If Information can be, or is arranged by consciousness, (or by an observer), will it not be affected by the bias of the observer? (Assuming that the observer is sentient). AI also will have bias within the information it has access to, will it not?

Maybe pure information exists, and pure consciousness does as well, but in our real world (3D), I would think it would be a rare animal, if it exists in that form here at all.

Just some thoughts that came to me, but maybe I am off base...

Also...

In the real world, you can observe some of the most intelligent, and most highly educated people that can spout nonsense. (Turn on the TV). And the reason for that seems to be believing in ideologies, falsities, not connected to reality, in spite of their intelligence and education. This, what I will call bias, seems to be one of the fundamental things differentiating the two paths, STS, and STO.

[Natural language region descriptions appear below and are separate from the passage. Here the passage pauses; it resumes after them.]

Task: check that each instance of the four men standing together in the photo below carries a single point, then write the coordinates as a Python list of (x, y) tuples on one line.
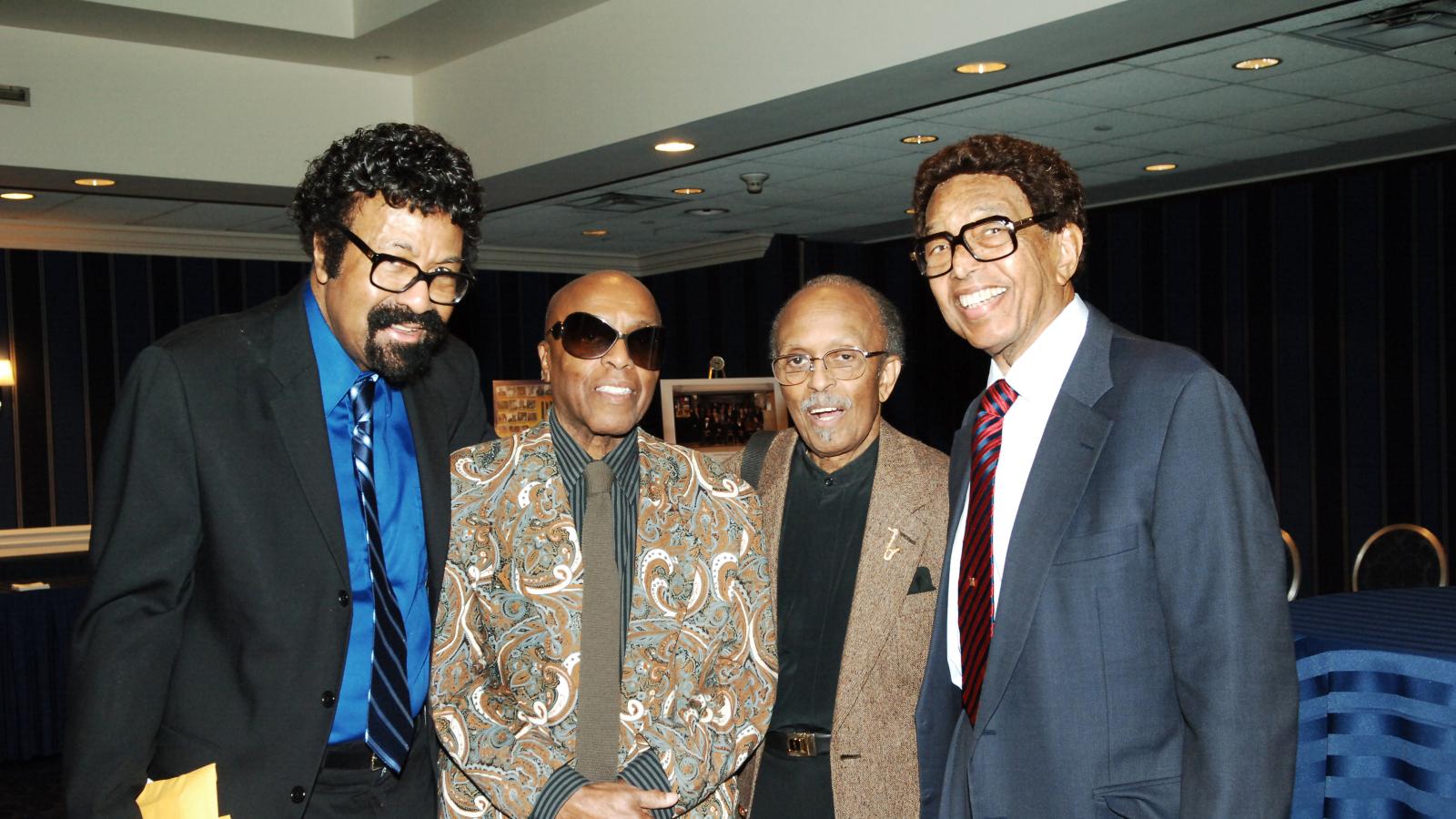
[(611, 625)]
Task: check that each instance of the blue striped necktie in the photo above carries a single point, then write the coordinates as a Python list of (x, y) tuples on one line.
[(389, 720)]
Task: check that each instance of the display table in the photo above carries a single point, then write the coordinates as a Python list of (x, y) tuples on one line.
[(1376, 704), (35, 656)]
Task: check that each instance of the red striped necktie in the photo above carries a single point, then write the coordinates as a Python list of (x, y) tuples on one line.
[(976, 591)]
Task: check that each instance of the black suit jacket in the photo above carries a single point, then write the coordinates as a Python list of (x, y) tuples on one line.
[(218, 612)]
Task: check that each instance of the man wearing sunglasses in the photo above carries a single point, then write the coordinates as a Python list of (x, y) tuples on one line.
[(854, 511), (273, 515), (604, 647), (1114, 639)]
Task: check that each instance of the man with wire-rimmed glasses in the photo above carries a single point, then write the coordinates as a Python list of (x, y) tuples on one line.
[(273, 513), (1114, 637), (854, 513)]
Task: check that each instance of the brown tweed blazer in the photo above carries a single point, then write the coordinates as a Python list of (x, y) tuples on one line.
[(873, 755)]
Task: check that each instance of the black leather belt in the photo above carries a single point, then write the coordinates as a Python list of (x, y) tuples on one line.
[(351, 756), (798, 741)]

So it does seem to be, that how information is utilized, determines it's polarity, or it's structure. Information is there, or accessible, but it can be utilized in many, if not infinite ways. Much like the Silly Putty that Joe mentioned.

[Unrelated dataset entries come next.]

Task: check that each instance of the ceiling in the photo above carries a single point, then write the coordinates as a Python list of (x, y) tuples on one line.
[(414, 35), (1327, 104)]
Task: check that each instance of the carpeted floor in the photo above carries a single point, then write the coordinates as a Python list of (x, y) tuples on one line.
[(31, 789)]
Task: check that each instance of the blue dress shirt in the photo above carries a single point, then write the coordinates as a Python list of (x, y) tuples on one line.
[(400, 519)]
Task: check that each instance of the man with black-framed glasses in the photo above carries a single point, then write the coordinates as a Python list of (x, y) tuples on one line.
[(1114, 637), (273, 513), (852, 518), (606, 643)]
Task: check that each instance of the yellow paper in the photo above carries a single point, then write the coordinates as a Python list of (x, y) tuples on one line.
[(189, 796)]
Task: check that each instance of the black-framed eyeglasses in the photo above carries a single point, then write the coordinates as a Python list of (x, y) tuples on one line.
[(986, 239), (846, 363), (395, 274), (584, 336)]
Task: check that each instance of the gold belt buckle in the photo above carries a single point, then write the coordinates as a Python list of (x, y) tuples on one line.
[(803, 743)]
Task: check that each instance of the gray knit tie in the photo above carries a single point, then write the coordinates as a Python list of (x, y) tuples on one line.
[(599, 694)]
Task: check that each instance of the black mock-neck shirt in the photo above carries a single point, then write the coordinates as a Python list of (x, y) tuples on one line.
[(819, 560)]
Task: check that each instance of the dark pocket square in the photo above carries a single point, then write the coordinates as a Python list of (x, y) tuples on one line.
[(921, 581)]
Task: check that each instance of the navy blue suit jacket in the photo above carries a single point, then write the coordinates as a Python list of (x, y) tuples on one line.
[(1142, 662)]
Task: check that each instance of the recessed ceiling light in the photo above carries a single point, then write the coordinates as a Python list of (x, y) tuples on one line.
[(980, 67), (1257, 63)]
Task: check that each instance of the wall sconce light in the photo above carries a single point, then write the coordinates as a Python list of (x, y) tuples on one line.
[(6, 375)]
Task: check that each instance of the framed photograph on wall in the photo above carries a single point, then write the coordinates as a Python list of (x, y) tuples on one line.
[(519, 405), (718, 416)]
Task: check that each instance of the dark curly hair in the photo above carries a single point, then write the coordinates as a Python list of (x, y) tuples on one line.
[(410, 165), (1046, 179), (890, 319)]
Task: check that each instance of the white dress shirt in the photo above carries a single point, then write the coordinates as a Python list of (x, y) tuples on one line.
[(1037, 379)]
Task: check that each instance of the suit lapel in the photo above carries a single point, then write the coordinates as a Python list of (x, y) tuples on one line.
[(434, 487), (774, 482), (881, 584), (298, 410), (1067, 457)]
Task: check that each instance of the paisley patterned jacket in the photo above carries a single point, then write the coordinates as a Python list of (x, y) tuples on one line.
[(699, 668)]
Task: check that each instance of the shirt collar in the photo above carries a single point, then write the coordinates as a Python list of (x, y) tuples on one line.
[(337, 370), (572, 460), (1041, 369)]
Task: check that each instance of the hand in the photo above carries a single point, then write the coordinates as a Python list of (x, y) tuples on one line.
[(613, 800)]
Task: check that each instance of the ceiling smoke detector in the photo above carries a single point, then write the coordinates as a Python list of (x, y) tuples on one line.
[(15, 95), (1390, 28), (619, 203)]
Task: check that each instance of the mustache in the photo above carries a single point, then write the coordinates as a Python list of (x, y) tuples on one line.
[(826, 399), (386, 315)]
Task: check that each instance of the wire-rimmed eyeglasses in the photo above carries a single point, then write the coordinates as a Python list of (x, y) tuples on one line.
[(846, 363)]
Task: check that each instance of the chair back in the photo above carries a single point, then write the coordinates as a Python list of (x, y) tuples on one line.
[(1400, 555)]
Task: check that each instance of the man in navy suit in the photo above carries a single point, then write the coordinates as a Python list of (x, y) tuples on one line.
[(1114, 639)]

Just some, "random" thoughts :whistle:
 
Getting a bit more practical and just going off my intuition here - we talked about "higher density information": what does that mean in practical terms?

My hunch is that this kind of information is "geometrical" in nature, for lack of a better term. Like when you have a strong intuition, you feel (and sometimes vaguely see in your mind) various puzzle pieces clicking into place. Sometimes this produces a sense of "steady euphoria" or "rational euphoria" (again for lack of better words). Sometimes you get this sense of "geometry aligning itself" and you know exactly what the cosmos wants you to do in a certain situation. Sometimes this geometrical language seems to directly shape your thoughts and words. And that geometrical language seems to be of a different order, transcending time: it can give information from the perspective of future "attractors" ("cosmic purposes" as the Cs put it), but it also can give you access to thoughts in the past, and therefore history. So "information density" isn't just about quantity, but also feels qualitatively different. It's information that isn't in a book page or the here-and-now, but a geometric form spanning time and history, carrying information.

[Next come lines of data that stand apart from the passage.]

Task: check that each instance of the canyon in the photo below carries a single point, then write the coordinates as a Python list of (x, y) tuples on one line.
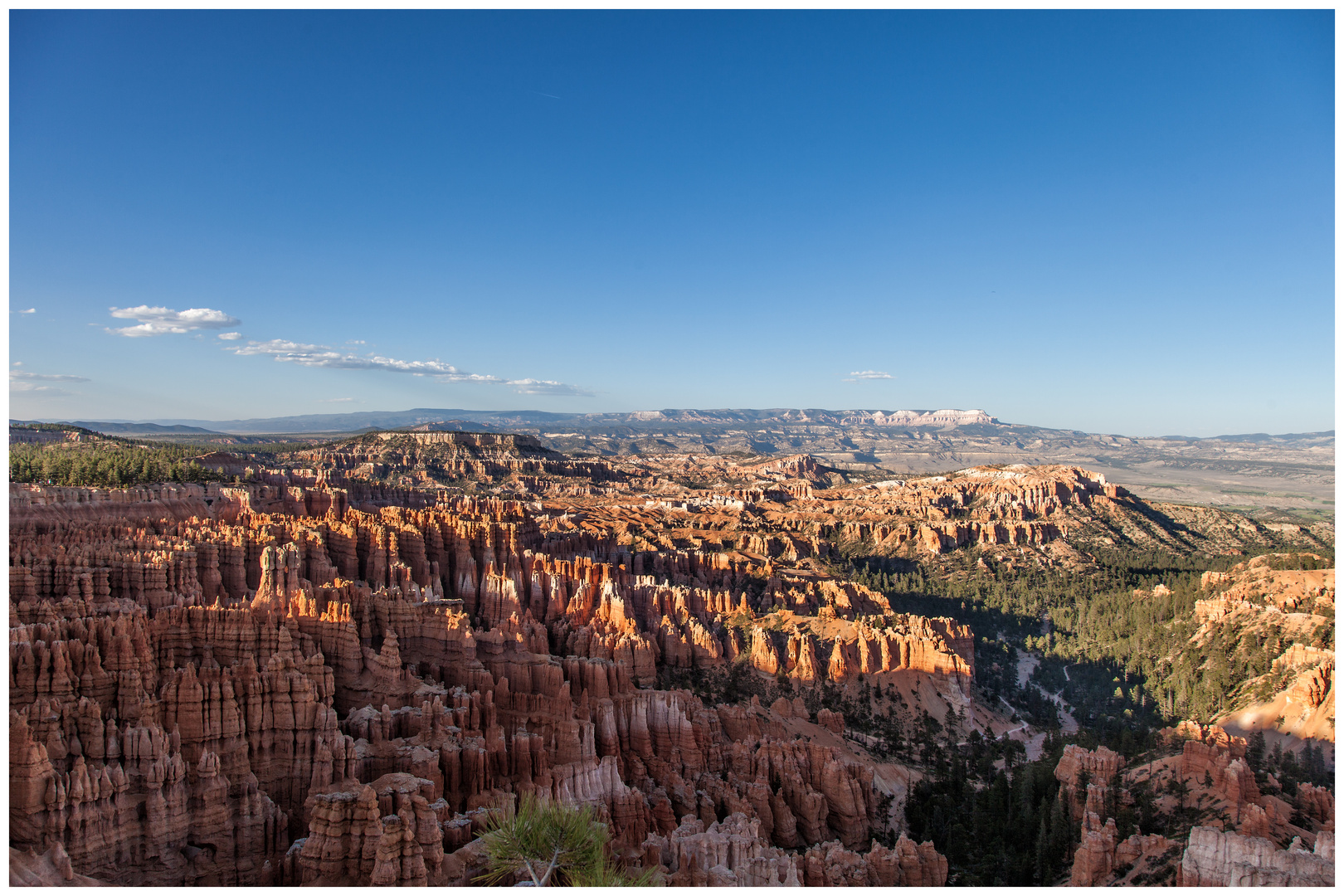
[(334, 670)]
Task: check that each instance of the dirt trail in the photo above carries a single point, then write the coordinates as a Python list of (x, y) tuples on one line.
[(1025, 665)]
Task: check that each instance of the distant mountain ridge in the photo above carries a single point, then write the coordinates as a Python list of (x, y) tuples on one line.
[(1291, 472)]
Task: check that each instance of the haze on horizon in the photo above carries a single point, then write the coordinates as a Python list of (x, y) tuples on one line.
[(1114, 222)]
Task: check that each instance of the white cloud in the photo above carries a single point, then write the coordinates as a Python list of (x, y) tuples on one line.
[(158, 321), (314, 355), (546, 387), (52, 377), (27, 382)]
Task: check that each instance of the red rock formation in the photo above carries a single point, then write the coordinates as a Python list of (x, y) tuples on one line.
[(1101, 765), (285, 663), (1218, 859), (1101, 853)]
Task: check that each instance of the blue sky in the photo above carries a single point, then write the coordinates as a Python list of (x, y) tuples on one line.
[(1112, 222)]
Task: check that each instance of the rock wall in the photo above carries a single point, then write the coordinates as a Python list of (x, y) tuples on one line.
[(288, 698), (1218, 859)]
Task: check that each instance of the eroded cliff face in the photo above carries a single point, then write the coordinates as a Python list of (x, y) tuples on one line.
[(1285, 609), (1252, 839), (331, 694)]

Now the interesting thing is that this sort of "reading of geometric forms" seems to always go hand in hand with rationality, thought and study. It's not something that just falls from the sky, so to speak. It sort of runs in parallel with our own efforts, with our own discernment and knowledge, which acts like a springboard to those perceptions of a higher order. Sort of like a rational feeling that orders thought, but thought must be there in the first place!

As an analogy, think of a monkey observing humans in a forest. If it is really smart, it might discern some of the humans' language. Like maybe one human says "attention, tree down" before cutting a tree, and then a tree falls down. Or he says "Let's go home now", and the humans go away. The monkey might eventually be able to hear the difference between those two "sounds", but to the monkey, it's like "grunt A" vs. "grunt B". It doesn't understand the language, it just figured out that these 2 sentences sound kind of different. This is sort of where we're at when we study history and the present reality - we discern certain patterns, come to certain conclusions, and so on. We hear "grunt A" and "grunt B" of the cosmic language. But eventually, we might be able to learn the language, and understand it directly. This then would be the quantum leap of evolution, just as it would be for the monkey to actually understand the language, its words and grammar, as opposed to a few different grunts.